Once I began focusing on all the wins instead of the losses, it was easier to find joy in the middle of a situation that should have defeated me.
“If you need wisdom, ask our generous God, and he will give it to you. He will not rebuke you for asking. But when you ask him, be sure that your faith is in God alone. Do not waver, for a person with divided loyalty is as unsettled as a wave of the sea that is blown and tossed by the wind. Such people should not expect to receive anything from the Lord. Their loyalty is divided between God and the world, and they are unstable in everything they do.”James 1: 5-8
Seek joy and you will (eventually) find it!
I began asking God to show me the good in the middle of my pain. He continued to bless me in more ways than I can explain.
Most of the pain specialists, doctors and nurses saw something noticeably different in me too and would ask how it was I could walk around with such a light heart in the middle of such intense pain. That’s when I got to tell them about my friend Jesus! I was living out my faith surrounded by so many opportunities to share with non-Christians. It was amazing.
Joy makes you smarter.
As a bonus, finding joy in the middle of that mess gave me the wisdom and confidence to do it all over again when the doctors told me I would need surgery for thyroid cancer. Joy gave me the courage to endure the damage to my vocal cords after the surgery when I wasn’t sure I’d ever talk again. It was that same joy I clung to when my forever family was lost due to a failed adoption and my life turned upside down with grief.
Yucky stuff happens to all of us.
We are imperfect, messy human beings in desperate need of a Savior. My mess may look different than whatever you are muddling through, but we’re all doing our best to navigate this crazy life. And we all need to seek more joy.
I feel blessed to have endured my hardships. I’m not in any way, shape or form happy that I will never run again or went through cancer or had my vocal cords damaged or lost my forever family. Hello, what crazy person would be happy about any of that?
God allows all the hard things in life to strengthen our faith in ways we can’t even begin to imagine.
Jesus is my rock and I’m so blessed to have Him as my Savior. I truly don’t know how people make it through this life without leaning on Jesus.
Next time life hands you lemons, remember to embrace the joy!
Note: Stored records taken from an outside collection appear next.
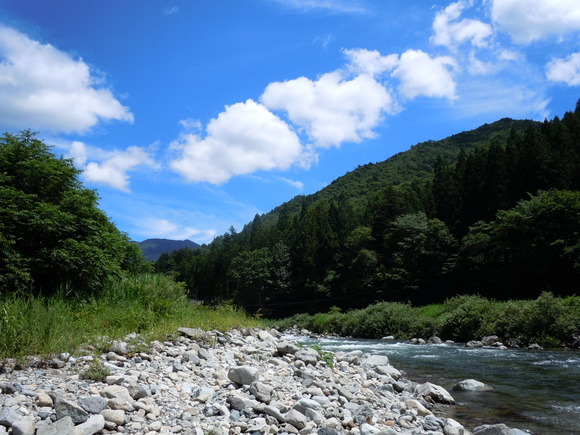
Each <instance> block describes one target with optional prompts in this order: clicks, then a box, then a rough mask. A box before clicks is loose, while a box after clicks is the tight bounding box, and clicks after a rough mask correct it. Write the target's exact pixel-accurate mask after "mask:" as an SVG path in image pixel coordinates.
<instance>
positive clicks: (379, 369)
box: [375, 365, 403, 380]
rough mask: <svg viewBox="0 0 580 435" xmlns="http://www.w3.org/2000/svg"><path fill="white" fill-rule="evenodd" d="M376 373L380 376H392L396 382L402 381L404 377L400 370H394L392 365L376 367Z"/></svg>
mask: <svg viewBox="0 0 580 435" xmlns="http://www.w3.org/2000/svg"><path fill="white" fill-rule="evenodd" d="M375 372H377V373H378V374H379V375H386V376H390V377H391V378H393V379H394V380H399V379H401V378H402V377H403V375H402V374H401V372H400V371H399V370H397V369H396V368H394V367H393V366H391V365H386V366H376V367H375Z"/></svg>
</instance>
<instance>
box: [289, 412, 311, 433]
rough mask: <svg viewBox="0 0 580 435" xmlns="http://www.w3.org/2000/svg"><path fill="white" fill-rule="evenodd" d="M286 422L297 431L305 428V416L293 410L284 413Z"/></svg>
mask: <svg viewBox="0 0 580 435" xmlns="http://www.w3.org/2000/svg"><path fill="white" fill-rule="evenodd" d="M285 418H286V421H287V422H288V423H290V424H291V425H292V426H294V427H295V428H296V429H298V430H302V429H304V428H305V427H306V423H307V420H306V416H305V415H304V414H302V413H301V412H299V411H296V410H295V409H291V410H290V411H288V412H287V413H286V417H285Z"/></svg>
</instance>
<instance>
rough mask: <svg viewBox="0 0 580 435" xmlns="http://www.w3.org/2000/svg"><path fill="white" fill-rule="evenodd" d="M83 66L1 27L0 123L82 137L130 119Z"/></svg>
mask: <svg viewBox="0 0 580 435" xmlns="http://www.w3.org/2000/svg"><path fill="white" fill-rule="evenodd" d="M96 82H97V79H96V78H95V77H93V76H92V75H91V71H90V69H89V67H88V65H87V64H86V63H84V62H83V61H82V60H74V59H72V58H71V57H70V56H69V55H67V54H66V53H63V52H61V51H59V50H57V49H56V48H55V47H53V46H52V45H49V44H42V43H40V42H38V41H34V40H32V39H30V38H29V37H28V36H26V35H25V34H23V33H20V32H19V31H17V30H14V29H12V28H10V27H6V26H1V25H0V95H1V96H2V97H1V98H0V119H1V123H2V124H3V125H4V126H6V127H10V128H32V129H49V130H53V131H58V132H83V131H86V130H88V129H89V128H91V127H93V126H94V125H95V124H97V123H98V122H99V121H100V120H113V119H114V120H120V121H129V122H132V121H133V115H132V114H131V112H130V111H129V109H128V108H126V107H124V106H123V105H122V104H121V103H120V102H119V101H118V100H117V99H116V98H115V97H114V96H113V94H112V92H111V91H110V90H109V89H106V88H102V87H96Z"/></svg>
3 Ways To Embrace Joy When Life Is Hard
Be an encourager
You aren’t the only one who is going through hard stuff in life. It’s easy to become self-absorbed and remain focused on your pain. But when you keep your eyes fixed on others and pour into loving the people God places in your life, it’s amazing how much lighter our burdens become. There’s beauty that comes from being the hands and feet of Jesus to others in their trials.
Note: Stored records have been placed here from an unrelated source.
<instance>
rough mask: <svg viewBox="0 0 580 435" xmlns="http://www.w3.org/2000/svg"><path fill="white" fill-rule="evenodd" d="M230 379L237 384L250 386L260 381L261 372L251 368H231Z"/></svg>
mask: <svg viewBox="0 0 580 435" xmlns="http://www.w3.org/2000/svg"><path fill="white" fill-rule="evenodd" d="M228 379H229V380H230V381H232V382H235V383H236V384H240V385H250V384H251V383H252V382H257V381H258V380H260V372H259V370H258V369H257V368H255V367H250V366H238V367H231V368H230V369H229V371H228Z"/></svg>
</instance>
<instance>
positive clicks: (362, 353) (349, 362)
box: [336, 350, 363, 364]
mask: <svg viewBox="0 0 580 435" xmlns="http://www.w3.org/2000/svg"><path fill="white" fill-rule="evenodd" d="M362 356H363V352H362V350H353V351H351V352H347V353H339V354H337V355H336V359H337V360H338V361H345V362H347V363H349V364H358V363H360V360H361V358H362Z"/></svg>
Be authentic with the Lord.
Tell God you’re mad at him if you are. Don’t hide it. He can take it. God has made His love known for me time and time again during a hard season because I choose to run to Him in my suffering. I picked up my Bible, even when I felt like throwing it across the room.
I have chosen to run to Jesus in my grief because He’s wired deep within me an ache to find hope in words that come from Him alone. God is so good, loving and patient, even when we are angry, bitter and hurt. Healthy relationships require authenticity, why would it be any different with our Creator?
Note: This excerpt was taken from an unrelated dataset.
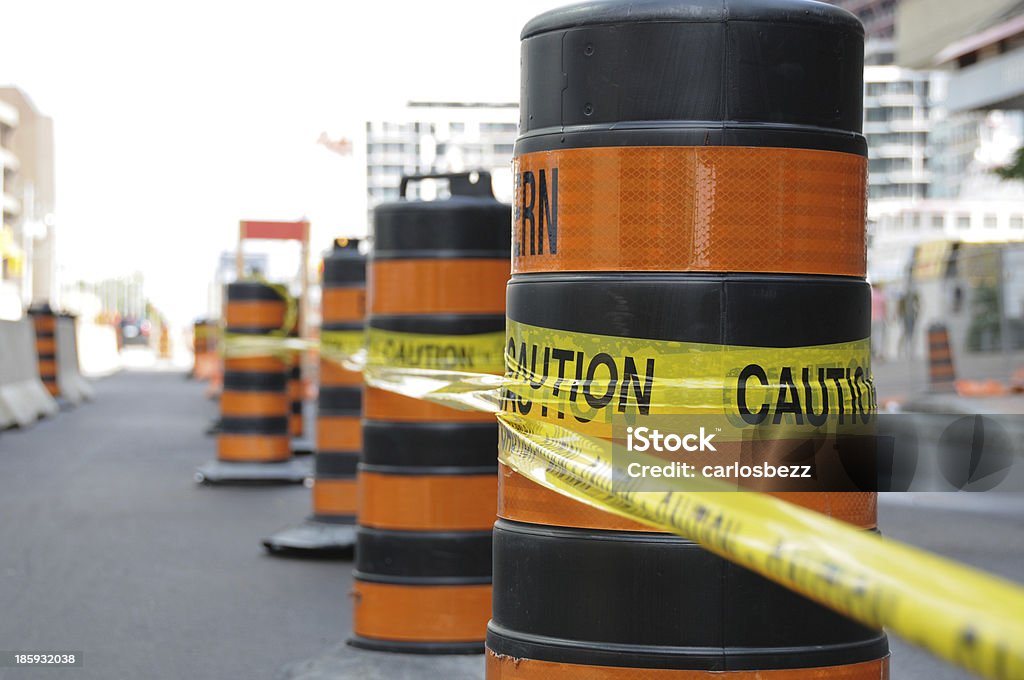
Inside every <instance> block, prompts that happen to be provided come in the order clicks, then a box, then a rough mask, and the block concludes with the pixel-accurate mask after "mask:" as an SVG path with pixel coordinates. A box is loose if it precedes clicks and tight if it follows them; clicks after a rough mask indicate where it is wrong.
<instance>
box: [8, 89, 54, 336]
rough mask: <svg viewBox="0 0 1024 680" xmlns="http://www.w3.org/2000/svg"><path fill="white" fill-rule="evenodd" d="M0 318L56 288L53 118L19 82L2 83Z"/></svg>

Give yourself grace lots and lots of grace.
God’s grace is a gift. Don’t be focused on the ONE THING you can’t have. Instead, search the world around you, there are so many good things happening. Count your blessings. Like literally, count them. Write them down on paper and look at them every hour if needed until your brain remembers that you’re blessed even when life is really, really hard.God will use every mess, every heartache for His glory, even if we don’t see it this side of heaven. Click To Tweet
What is it that you are struggling with today?
You can turn to God when life is at its hardest. He is absolutely crazy about you. He will never abandon you. There’s nothing you’re feeling or going through that surprises our Mighty God.
Rest in Jesus and embrace the joy around you!